Cantiere aperto in Via dello Sport alla Vescovara. Tutti gli interventi (parziali) nelle vie e nei quartieri interessati

Osimo, 13 novembre 2021 – È partito il maxiappalto da oltre mezzo milione di euro per i nuovi asfalti a Osimo. Dopo il cantiere terminato dieci giorni fa in Via Bellafiora, legato ad un altro appalto comunale, questa volta gli operai sono al lavoro in Via dello Sport, in zona Vescovara, dove nelle ultime settimane si era creato un pericoloso avvallamento scendendo da Via Cagiata a causa di un cedimento della carreggiata stradale, che ora verrà risistemato.

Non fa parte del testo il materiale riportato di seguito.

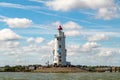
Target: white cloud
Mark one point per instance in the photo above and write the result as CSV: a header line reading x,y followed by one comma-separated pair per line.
x,y
107,13
7,34
18,22
12,5
11,44
98,37
107,9
71,25
106,53
39,40
40,1
78,4
31,39
72,33
36,40
89,46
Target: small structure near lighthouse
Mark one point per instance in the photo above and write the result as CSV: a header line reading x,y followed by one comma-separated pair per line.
x,y
59,52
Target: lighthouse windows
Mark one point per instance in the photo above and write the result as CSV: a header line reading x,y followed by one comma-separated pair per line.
x,y
59,39
59,46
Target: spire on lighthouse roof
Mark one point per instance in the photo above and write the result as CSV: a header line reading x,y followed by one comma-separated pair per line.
x,y
60,27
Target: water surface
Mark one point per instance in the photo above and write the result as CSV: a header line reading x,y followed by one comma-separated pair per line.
x,y
58,76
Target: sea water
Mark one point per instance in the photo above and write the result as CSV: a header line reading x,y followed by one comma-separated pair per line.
x,y
58,76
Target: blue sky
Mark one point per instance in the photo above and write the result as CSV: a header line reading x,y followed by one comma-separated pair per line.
x,y
27,29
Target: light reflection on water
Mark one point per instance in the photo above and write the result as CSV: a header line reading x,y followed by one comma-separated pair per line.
x,y
58,76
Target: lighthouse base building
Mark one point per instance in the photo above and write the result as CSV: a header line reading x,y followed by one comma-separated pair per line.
x,y
59,52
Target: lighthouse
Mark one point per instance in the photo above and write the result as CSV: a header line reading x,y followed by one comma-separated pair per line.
x,y
59,52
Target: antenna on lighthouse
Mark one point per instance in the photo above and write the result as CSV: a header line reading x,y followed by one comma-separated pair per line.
x,y
59,27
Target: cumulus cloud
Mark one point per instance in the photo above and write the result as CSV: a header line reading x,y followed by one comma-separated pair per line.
x,y
71,25
98,37
106,9
36,40
7,34
106,53
90,45
19,6
72,33
107,13
18,22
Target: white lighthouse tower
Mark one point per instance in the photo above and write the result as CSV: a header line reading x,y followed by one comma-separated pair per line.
x,y
59,52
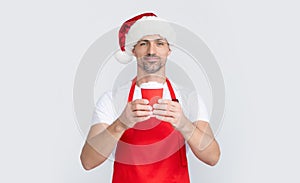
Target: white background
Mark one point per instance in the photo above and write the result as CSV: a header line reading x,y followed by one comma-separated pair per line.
x,y
256,44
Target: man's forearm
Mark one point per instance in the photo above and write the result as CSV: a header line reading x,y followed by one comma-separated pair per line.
x,y
99,147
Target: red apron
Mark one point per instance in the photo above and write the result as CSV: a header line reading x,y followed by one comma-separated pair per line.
x,y
151,152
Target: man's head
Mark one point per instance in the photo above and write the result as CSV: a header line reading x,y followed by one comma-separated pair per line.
x,y
151,53
149,29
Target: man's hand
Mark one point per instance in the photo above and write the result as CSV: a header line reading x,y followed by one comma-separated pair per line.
x,y
136,111
170,111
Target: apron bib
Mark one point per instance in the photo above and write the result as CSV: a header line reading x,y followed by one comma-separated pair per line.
x,y
152,151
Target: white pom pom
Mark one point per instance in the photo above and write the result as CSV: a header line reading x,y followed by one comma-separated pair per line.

L’impresa edile, dopo Via dello Sport, si sposterà in successione su Via Coppa tra Casenuove e San Paterniano e su Via Fratte a Passatempo. Sono questi tre gli interventi più corposi previsti nell’appalto e che, salvo imprevisti e maltempo, verranno portati a compimento entro la festività dell’8 dicembre.

I cantieri si sposteranno poi su altre vie inserite nel cronoprogramma, con priorità a Via Cagiata e Via Albanacci a Campocavallo; Via Buffarda a San Sabino, Via Corta da Recanati scendendo dalla Vescovara e quindi su Via Fosso a San Biagio; Via Molino Mensa zona comando Polizia locale; Via Osteriola a Villa e infine manutenzioni minori su Via Colle San Biagio, Via Fontanelle di Abbadia e Via Maestri del Lavoro a Osimo Stazione.

L’Amministrazione comunale, salvo in alcune eccezioni come Via Bellafiora, ha deciso di riasfaltare non tutta la lunghezza delle strade ma solo i tratti ammalorati per riuscire così a destinare risorse comunali sull’asfaltatura di più vie in diversi quartieri e frazioni, eliminando le situazioni croniche e diventate maggiormente pericolose per la viabilità.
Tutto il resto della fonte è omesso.